Reading Hitoshi Nagai's books, I find an interesting and profound question. "If I was separated into two people, that part self was still myself?". He tries to think about this question seriously and completely (but with humor). It can't happen. But it might have a certain meaning I guess. With this humorous question, I can think about the fact that I am just here and alone. I didn't exist in the past and won't exist in the future. These facts give me thinking about the greatness of the existence of myself. This philosophy is one that no one could think about.
I am this one. I wasn't here (even if I was, I never have the memory of that period). I also can't find 'now' that I will be in this world. 'Now', I am here and can be nowhere else. But if I was somewhere else? For example, if I was in Rio de Janeiro now? If that 'I' came to meet 'me'? Then 'I' in Rio de Janeiro was the same 'me' in Japan? If so, why? If it's not so, why? This question works as thinking about me again. Yes, a profound and new question.
But I think I can't share this question with Hitoshi Nagai. The feeling that I am here and just this one is not a profound and philosophical question. It comes from the reality that my body is just this only one. And also, I can never manage the reality of being another else. I can treat this reality and that's all. Nagai's philosophy is a little bit too head-oriented thought without physical reality. Yes, his question goes sophisticated. But the more he tries to ask, the idea goes apart from our reality I guess. How does his idea go beyond our physical reality?

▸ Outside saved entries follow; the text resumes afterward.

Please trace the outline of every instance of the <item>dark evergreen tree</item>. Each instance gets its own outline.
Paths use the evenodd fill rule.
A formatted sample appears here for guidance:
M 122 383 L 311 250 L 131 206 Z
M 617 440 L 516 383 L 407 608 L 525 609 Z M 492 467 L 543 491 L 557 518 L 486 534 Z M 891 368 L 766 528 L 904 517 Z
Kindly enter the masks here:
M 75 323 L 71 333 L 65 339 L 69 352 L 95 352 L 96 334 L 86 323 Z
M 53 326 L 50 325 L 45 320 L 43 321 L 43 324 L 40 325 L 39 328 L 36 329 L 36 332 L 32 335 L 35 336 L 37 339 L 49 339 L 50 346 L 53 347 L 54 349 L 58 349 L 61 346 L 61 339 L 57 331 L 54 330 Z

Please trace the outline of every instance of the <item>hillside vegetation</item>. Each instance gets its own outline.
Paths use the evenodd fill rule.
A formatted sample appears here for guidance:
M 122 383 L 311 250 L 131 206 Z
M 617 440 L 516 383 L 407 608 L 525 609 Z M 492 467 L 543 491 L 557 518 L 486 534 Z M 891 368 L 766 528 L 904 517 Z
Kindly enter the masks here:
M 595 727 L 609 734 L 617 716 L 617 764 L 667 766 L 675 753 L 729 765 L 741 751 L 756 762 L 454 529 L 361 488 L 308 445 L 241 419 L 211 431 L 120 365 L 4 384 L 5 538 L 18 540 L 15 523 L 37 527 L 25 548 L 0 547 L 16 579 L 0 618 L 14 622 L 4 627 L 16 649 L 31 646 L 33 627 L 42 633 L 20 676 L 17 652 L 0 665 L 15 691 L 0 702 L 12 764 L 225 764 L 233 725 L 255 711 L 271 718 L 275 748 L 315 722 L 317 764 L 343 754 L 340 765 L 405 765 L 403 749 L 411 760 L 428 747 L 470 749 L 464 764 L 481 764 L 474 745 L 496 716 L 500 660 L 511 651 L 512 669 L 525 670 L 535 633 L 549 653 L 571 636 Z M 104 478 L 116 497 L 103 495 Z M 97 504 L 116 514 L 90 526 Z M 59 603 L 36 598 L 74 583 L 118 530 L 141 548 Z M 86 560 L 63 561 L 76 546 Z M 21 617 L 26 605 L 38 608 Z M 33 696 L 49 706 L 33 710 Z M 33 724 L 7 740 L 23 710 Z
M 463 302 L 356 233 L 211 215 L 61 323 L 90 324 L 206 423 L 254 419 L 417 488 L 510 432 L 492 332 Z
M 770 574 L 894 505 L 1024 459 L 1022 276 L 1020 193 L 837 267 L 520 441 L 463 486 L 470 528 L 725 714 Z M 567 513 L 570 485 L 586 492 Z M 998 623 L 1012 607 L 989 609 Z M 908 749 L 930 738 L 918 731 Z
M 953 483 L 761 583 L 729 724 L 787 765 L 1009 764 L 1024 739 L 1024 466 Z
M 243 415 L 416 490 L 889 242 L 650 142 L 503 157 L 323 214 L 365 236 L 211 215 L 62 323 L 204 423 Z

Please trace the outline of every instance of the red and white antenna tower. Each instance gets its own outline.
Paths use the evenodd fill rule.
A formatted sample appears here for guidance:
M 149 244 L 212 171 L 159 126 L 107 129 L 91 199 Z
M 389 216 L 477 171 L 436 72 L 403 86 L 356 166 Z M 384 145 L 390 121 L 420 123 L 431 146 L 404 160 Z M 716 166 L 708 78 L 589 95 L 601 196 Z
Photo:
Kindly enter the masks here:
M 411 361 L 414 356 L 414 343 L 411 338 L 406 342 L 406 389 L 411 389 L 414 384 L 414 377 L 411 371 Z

A friend lined me. She wanted my opinion about the current Russian invasion in Ukraine. I answered like this. I think that every opinion should be treated as an important one. I think that I want to stand by conservativism. Human beings can't be perfect and we also move by emotion. As those imperfect beings, we should know that 'imperfect' aspect and need the attitude to do communicate little by little and make progress steadily. So I say no to the wars which lose the possibility of communication. I said so on LINE. I still have this opinion. I say no to the war (again).